5.Bölüm "NOT"

30 4 5
                                    

Kalbini kabartan hayallerden değil,
elle tutulur hatıralardan söz et.
Var mı bir geçmişin?

Yakılıp küle çevrilmeseydi,
Hatıralarını sever miydin küçüğüm?

Sana bir sır vereceğim.
Herkesin olan yalnızlığın,
en yakının şaheseri, bilir miydin?

Anılarda yankılanan ayak sesleri,
O hiç hatırlamadığın baban

O hiç açmadığımız kapıya
Alevlerin içene doğru, adımlıyoruz.

Kötünün özü,
insan ruhunun gerçek şeytani yanı,
Hiç yabancı gelmeyecek, üzgünüm.

Okuldan gelmiş dinlenmek için uzanmıştım, elimi cebime attığım da bu notu bulmuştum. Buruşuk kağıtta yazanları tekrar okudum, bunun nasıl cebimden çıktığıyla ilgili hiç bir fikrim yoktu.

İçimden, yanlışlıkla olmuştur veya saçma sapan, anlamsız bir yazıdır diye geçirdim. Ama hayır, kendimi kandırmamalıyım. Bunu birisi bilerek cebime sokmuştu. Eğer öyle olmasa, neden okurken kendimden parçalar bulayım ki?

El yazısıyla yazılmıştı, belki burdan yola çıkarak bulabilirdim, kimin yazdığını. Peki ya benim saf kuruntulardan ibaretse bu. O zaman altına imzamı atarım ki, kendi ayaklarımla deliler hastanesine gider, beni yatırmaları için yaygara koparırım.

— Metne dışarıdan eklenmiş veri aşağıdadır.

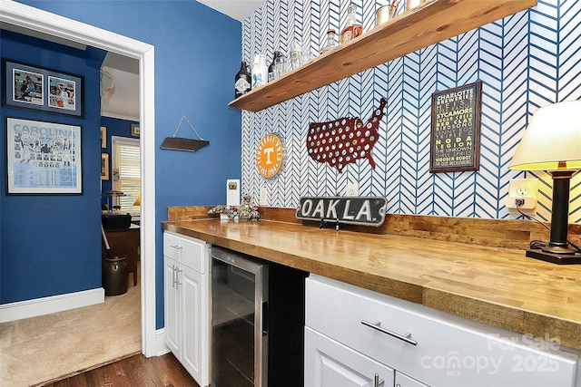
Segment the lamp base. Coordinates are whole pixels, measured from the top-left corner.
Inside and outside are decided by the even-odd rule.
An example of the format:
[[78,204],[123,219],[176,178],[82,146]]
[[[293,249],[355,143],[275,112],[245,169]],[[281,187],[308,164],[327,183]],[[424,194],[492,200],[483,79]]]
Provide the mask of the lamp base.
[[540,248],[527,250],[529,258],[540,259],[557,265],[581,265],[581,254],[553,254],[546,253]]

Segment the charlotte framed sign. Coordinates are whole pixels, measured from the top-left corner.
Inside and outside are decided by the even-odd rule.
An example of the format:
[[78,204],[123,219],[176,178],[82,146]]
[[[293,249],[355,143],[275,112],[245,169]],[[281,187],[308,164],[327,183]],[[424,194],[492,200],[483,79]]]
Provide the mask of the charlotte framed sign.
[[481,111],[481,81],[432,94],[430,172],[478,169]]
[[83,117],[83,77],[6,59],[2,64],[5,106]]
[[81,127],[6,118],[9,194],[82,194]]

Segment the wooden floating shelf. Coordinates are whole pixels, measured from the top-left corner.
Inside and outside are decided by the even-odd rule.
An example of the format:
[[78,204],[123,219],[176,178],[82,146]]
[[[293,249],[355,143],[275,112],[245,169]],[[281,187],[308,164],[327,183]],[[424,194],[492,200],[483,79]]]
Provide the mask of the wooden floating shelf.
[[431,0],[229,103],[259,111],[517,12],[537,0]]

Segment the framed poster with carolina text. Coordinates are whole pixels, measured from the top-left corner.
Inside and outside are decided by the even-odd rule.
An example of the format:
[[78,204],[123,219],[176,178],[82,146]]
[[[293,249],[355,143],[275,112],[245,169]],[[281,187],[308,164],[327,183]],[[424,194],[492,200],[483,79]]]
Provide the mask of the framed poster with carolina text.
[[81,127],[6,118],[9,194],[82,194]]
[[480,167],[482,81],[432,94],[429,171]]

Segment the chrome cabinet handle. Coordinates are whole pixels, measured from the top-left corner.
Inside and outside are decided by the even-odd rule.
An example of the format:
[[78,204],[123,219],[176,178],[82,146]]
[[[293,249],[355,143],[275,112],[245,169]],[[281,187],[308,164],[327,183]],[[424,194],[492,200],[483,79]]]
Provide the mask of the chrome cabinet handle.
[[180,270],[178,268],[178,266],[175,266],[175,287],[177,288],[180,285],[182,285],[182,283],[180,282],[180,277],[178,276],[180,275],[180,273],[182,273],[183,270]]
[[391,337],[395,337],[396,339],[399,339],[403,342],[408,343],[409,344],[418,345],[418,342],[411,339],[411,332],[408,332],[406,334],[396,334],[395,332],[391,332],[388,329],[385,329],[379,325],[381,325],[381,322],[378,321],[375,324],[369,323],[369,321],[361,320],[361,324],[363,325],[369,326],[369,328],[373,328],[376,331],[379,331],[382,334],[386,334],[390,335]]
[[379,380],[379,374],[376,373],[375,377],[373,378],[373,387],[381,387],[384,382],[385,381],[383,379]]

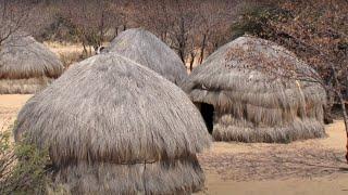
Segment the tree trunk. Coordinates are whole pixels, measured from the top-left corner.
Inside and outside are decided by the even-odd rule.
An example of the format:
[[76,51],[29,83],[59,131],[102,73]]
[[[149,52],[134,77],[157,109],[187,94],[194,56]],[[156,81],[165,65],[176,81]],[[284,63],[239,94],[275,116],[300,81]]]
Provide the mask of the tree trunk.
[[346,148],[347,148],[347,153],[346,153],[346,160],[348,164],[348,114],[347,114],[347,109],[346,109],[346,103],[345,100],[340,93],[340,91],[337,92],[337,95],[339,98],[339,104],[341,107],[341,114],[344,117],[344,122],[345,122],[345,130],[346,130],[346,135],[347,135],[347,143],[346,143]]
[[191,60],[189,62],[189,72],[191,73],[194,69],[195,54],[191,52]]
[[199,64],[202,64],[204,57],[204,50],[206,50],[206,42],[207,42],[207,35],[203,35],[202,46],[200,48],[200,58]]

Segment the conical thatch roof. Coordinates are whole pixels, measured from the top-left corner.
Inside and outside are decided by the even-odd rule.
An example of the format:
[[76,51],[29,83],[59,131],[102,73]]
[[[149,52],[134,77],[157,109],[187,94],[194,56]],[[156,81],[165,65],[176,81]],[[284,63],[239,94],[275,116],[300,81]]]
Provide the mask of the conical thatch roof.
[[240,37],[194,69],[183,89],[197,104],[214,107],[217,141],[289,142],[325,135],[324,89],[286,77],[314,73],[273,42]]
[[151,32],[133,28],[121,32],[105,49],[117,52],[178,84],[187,77],[177,54]]
[[59,57],[29,36],[0,46],[0,93],[35,93],[63,73]]
[[196,154],[210,145],[187,95],[119,54],[67,69],[22,108],[14,131],[49,146],[55,180],[79,194],[190,193],[204,177]]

Onca satır, her biri bir şeyler anlatmaya çalışıyor gibi. Geçmişimi hatırlamıyorum, bunu sadece annem ve Göktuğ bilirdi. İkisinin de böyle bir şey yapamayacağını gayet farkındayım. Öyleyse kimdi bu, nerden biliyordu sırrımı?

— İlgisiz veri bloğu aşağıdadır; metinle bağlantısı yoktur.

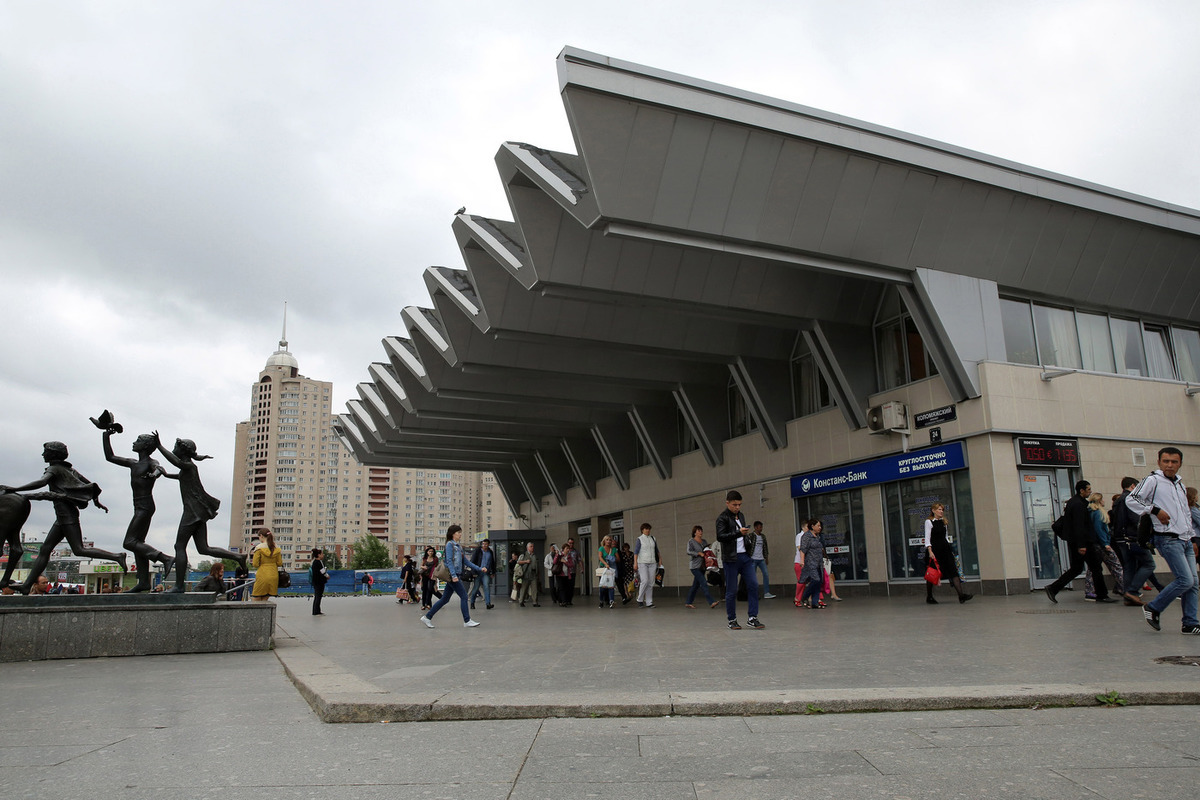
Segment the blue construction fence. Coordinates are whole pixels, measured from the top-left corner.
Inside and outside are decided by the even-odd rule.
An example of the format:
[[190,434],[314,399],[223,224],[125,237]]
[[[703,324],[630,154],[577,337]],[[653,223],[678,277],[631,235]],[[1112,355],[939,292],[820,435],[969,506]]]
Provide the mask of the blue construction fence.
[[[330,570],[329,582],[325,583],[325,594],[362,594],[362,577],[370,573],[374,579],[371,591],[374,594],[395,595],[396,589],[403,585],[400,570]],[[281,595],[311,595],[312,582],[308,581],[308,571],[288,572],[292,576],[292,585],[280,589]],[[188,583],[196,583],[208,576],[208,572],[188,572]],[[254,573],[250,573],[250,585],[254,584]],[[226,572],[226,585],[233,588],[229,572]]]

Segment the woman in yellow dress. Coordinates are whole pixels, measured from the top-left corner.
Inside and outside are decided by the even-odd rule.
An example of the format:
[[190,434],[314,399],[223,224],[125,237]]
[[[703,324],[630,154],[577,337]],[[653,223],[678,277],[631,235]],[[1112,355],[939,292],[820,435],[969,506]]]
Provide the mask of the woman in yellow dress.
[[283,551],[275,546],[275,535],[269,528],[263,528],[258,535],[260,545],[254,549],[254,589],[251,596],[259,602],[280,594],[280,567],[283,566]]

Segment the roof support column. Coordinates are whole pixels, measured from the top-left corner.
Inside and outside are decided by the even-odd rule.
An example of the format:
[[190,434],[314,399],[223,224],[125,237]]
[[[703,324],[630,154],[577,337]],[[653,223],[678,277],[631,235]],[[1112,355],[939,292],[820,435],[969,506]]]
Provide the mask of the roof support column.
[[875,342],[865,325],[815,321],[804,331],[834,403],[851,428],[866,427],[866,403],[875,391]]
[[979,397],[979,362],[1006,357],[996,282],[918,269],[900,295],[954,399]]

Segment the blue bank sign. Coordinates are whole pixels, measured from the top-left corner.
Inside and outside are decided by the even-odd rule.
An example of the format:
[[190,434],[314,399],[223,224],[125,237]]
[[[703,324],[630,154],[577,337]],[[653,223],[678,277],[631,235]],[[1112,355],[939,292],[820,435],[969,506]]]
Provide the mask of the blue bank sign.
[[856,489],[875,483],[902,481],[908,477],[947,473],[967,465],[967,453],[961,441],[941,447],[876,458],[875,461],[826,469],[792,477],[792,497],[803,498],[826,492]]

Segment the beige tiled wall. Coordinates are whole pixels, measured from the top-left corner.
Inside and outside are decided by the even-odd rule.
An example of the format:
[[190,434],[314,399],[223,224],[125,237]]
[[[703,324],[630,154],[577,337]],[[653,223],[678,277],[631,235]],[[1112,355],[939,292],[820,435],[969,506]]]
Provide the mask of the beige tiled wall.
[[[1013,438],[1061,435],[1078,438],[1084,475],[1105,493],[1120,491],[1124,475],[1141,477],[1153,468],[1163,444],[1184,452],[1184,481],[1200,482],[1200,396],[1188,397],[1182,384],[1116,375],[1076,373],[1050,381],[1039,367],[1009,363],[979,365],[982,398],[955,404],[958,419],[940,426],[946,441],[964,440],[971,469],[979,569],[984,581],[1028,578],[1025,522]],[[870,398],[878,404],[900,401],[910,414],[949,405],[953,401],[940,378],[922,380]],[[534,527],[545,527],[551,542],[566,539],[568,523],[592,522],[624,512],[625,536],[632,541],[638,525],[649,522],[662,551],[667,585],[688,585],[685,558],[694,524],[715,541],[713,523],[724,509],[725,493],[737,488],[752,522],[762,519],[773,548],[773,584],[791,583],[791,547],[796,519],[788,479],[799,473],[864,461],[900,451],[899,435],[852,431],[841,413],[830,409],[787,423],[788,445],[767,449],[758,433],[724,444],[725,462],[709,468],[700,452],[672,463],[672,477],[661,480],[649,467],[630,473],[630,489],[620,492],[612,479],[596,485],[596,498],[580,489],[568,492],[559,507],[542,500]],[[914,431],[910,447],[929,445],[929,431]],[[1147,467],[1133,464],[1134,447],[1145,451]],[[887,579],[883,504],[878,487],[863,489],[868,564],[875,583]],[[599,541],[599,540],[596,540]]]

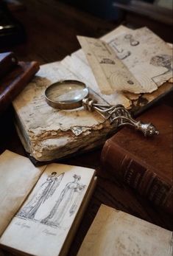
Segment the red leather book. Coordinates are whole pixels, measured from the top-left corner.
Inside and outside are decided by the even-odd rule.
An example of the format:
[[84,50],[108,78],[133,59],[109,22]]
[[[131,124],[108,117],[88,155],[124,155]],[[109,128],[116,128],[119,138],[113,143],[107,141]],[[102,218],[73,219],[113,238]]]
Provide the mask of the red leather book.
[[11,103],[39,69],[39,65],[36,61],[19,61],[7,72],[10,64],[7,58],[4,60],[4,63],[8,65],[4,69],[4,75],[0,77],[0,114]]
[[144,137],[130,128],[122,128],[105,143],[102,167],[173,213],[172,108],[164,105],[155,107],[140,120],[152,122],[159,135]]

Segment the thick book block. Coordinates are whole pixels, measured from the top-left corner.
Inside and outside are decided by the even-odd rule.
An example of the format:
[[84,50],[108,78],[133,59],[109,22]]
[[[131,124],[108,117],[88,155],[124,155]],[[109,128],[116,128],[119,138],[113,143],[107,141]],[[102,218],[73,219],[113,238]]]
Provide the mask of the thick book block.
[[146,138],[121,129],[103,147],[102,168],[172,213],[172,108],[158,106],[140,119],[155,124],[159,135]]
[[[5,63],[6,66],[10,60],[9,57],[7,55],[4,58],[3,63]],[[12,66],[13,64],[10,66],[7,63],[7,66],[12,67]],[[6,66],[4,71],[7,71],[7,69]],[[0,113],[12,103],[12,100],[22,91],[38,69],[39,65],[36,61],[21,61],[1,78]]]
[[172,232],[102,204],[77,256],[171,256]]
[[16,255],[65,256],[96,185],[95,173],[59,164],[35,167],[29,159],[4,151],[0,247]]

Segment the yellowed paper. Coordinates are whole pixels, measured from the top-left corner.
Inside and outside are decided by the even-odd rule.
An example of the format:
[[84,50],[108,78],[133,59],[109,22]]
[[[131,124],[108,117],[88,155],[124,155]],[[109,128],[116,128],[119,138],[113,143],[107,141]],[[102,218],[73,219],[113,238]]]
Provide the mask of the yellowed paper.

Herkesim olan yalnızlığın, en yakının şaheseri. Bilir miydin? Bilmediğim açık ve net ortadaydı aslında. Kimin eseriydim ben? Annemin mi? Yoksa Göktuğ' un mu? İkisi dışında yakınım diyebileceğim birisi yoktu. Belki de hedef şaşırtmak için yazılmış bir kurmacaydı.

Düşünceleri kenara atıp, ilk önce netlik kazanmaya karar verdim. Bu not benim için yazılmışsa, bunun üzerine değil saatler, günlerce düşüne bilirim.

İçimdeki kuşkuyla ilk Göktuğu aradım, çok geçmeden telefonumu açmıştı. "Naber?" dedim gayet normal bir şekilde "İyidir canım. Senden naber?" sesi her zamanki gibiydi "Bende iyiyim" dedim "Niye aradın?" gözlerimi kapayıp

"Öylesine aramıştım, hadi bay bay" diyip kapattım. Bu yaptığım su götürmez bir saçmalıktı diye düşündüm. Alt tarafı buruşuk kağıtta yazan anlamsız yazılardı. Ne gereği vardı şimdi Göktuğu armamda, ona güveniyordum.

Yatağa uzanıp tavanı izledim. Annemin gelmesini bekledim ama yok gelmedi. Merakla onu aradım, açmadı. Telefonu kapalıydı. Oflayarak, yerimden kalktım. Hem biraz sıkıntıdan birazda merkatan annemin yanına gitme kararı aldım.

Taksi çağırıp beklemeye başladım, yolun başında gördüğüm taksiyi elimle durdurdum. Hızla binip "Konak hastanesi" dedim, başıyla onaylayıp önüne döndü şoför. Sıkıntıdan çatlayacak gibiydim. Telefonumu çıkarıp son kez annemi aradım, yine kapalıydı. Başına bir şey geldi korkusu içimi sararken, camı açtım. Yüzüme çarpan soğuk havayla derin nefes aldım.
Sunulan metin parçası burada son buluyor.